Last Sunday it rained hard all morning, which kept the concrete from getting set well, so I worked on other things in the afternoon when the sun was out. On Monday — President’s Day — I went out into the middle of nowhere to a sawmill to pick up a load of rough cut poplar with which to side the pig shelter. I had more than enough wood, and it only cost me $64 to side the entire 10×6 building, an excellent price.

Monday was pretty cold, but I didn’t realize just how cold it was until I got out of the truck at the lumber mill. The wind was blowing at a good clip, and it was maybe a hair under forty degrees. I felt like a moron standing out there in my shorts and t-shirt. Of course, feeling like a moron has become second nature to me, so I was used to it.

“This man’s gonna be a pig farmer, too,” the owner of the saw mill said to one of the men loading the wood into the bed of the truck, and nodded in my direction.

“Pig farmer? Me?” I asked.

“How many you got?” the man loading wood asked.

“We’re just getting two,” I said. “To eat. Not to be a pig farmer.”

“This here’s for their shed,” the owner said, this time nodding at the lumber.

“Where you gettin’ ‘em from?” the man asked, and shoved another plank off the arms of the forklift into the bed of the truck.

“From a man just up the road a piece,” I said. Interestingly, the lumber mill is about five miles from the home of the man with the pigs, way up north in the state, just a mile or two from the state line. “Lemuel Johnson.”

The man’s brow wrinkled.

“Egg Johnson?” I said.

“Oh, ayuh, I know Egg.”

“He’s got a bunch of young ones and I’m getting two of those.”

“I had a sow just drop fifteen this morning. Ain’t never seen so many pigs in all my life.”

“Fifteen? Wow!”

I considered asking the man if I could come over to his house to pet the piglets, then thought better of it.

The whole drive home I fretted over whether or not Jezebel would make it. We’ve never been so far away, she and I, and I worried that she didn’t have it in her. She did, though, and we got home without a hitch.

I spent the rest of the day Monday building the pig palace. First, I hung girts on the posts, to make a simple pole building in the style of a lean-to. Then I started cutting poplar to length for the siding. While I did the cutting and later put the roof on, Robyn sided the entire building herself. If I knew she could be so handy I’d have had her out there helping me on ALL the buildings.
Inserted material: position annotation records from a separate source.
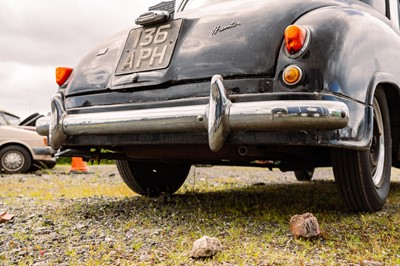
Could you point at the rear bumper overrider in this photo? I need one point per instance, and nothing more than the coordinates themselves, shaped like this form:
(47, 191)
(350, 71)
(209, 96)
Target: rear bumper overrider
(219, 117)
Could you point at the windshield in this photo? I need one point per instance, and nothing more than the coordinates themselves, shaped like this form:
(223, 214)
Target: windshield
(190, 4)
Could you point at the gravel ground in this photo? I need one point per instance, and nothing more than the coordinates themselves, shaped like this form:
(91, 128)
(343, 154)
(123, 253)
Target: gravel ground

Yesterday I spent the day running field fence around the pig yard, a true nightmare. Field fence is a little different from the welded wire fence that surrounds our back yard and the chicken yard. It’s only 39 inches tall, for one, and the wire spacing is different. The bottom of the fence has openings about 2 inches by 6 inches, and the openings increase as you move vertically up the fence until they’re about 6″x6″ at the top. Field fence is made of a lower gauge wire (ie, thicker) than welded wire fence.

But none of that sounds like a nightmare, does it? What makes it a nightmare is that field fence comes in 330-foot rolls instead of 100-foot like the welded wire, and those rolls weigh 241 pounds. Have you ever tried to wrestle something around a muddy field that weighs more than you do?
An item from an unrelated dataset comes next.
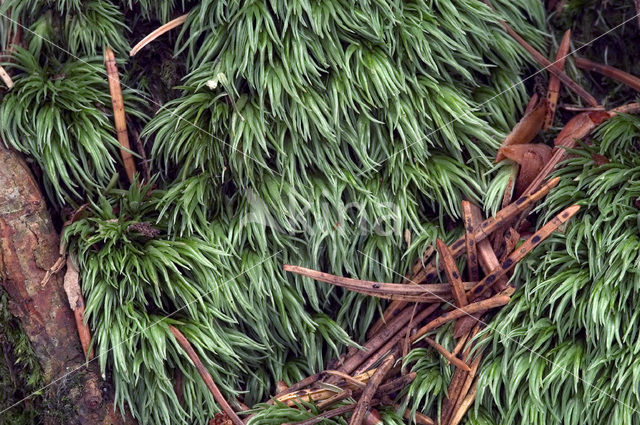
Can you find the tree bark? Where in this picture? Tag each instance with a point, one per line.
(29, 246)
I got a little over half of the fence done yesterday, and had to stop around 3:00 to get all gussied up to go to the family visitation for a friend whose father died.

This morning, I hung the 10-foot gate, then made fairly quick work of the rest of the fence. It goes a lot faster when you’ve learned from your mistakes and are working on drier ground. Once I finished the field fence, I — contrary to what I said just last week — ran a single strand of electric fence about six inches off the ground, to keep the pigs from digging under the field fence. This past week, I found out that electric fencing is a LOT easier to run than I thought, and the solar chargers are about $300 less than I thought they were. Everything to do the entire fence (solar charger and all) was less than $200, and I have plenty of wire to do two or three more strands if I ever think I need them. As an added bonus, I won’t need to have the pigs ringed.

Once the wire was run (I still need to connect it to the charger), I used a line tensioner to pull it tight. Then it was time to spread in the shelter the two bales of straw I picked up at the co-op yesterday morning. Those two bales made a layer of straw about a foot deep in the shelter, much more than I expected. I never realized they were so tightly packed.

Comfy, too, as Robyn and I found out later when we laid in it during a rest break from pounding t-posts into the ground. She was mighty helpful then, too, holding each one in place while I drove them almost two feet into the ground with a sledgehammer.

She’s brave, that one. I don’t know if I have the nerve to let someone swing something that deadly so close to my hands and head.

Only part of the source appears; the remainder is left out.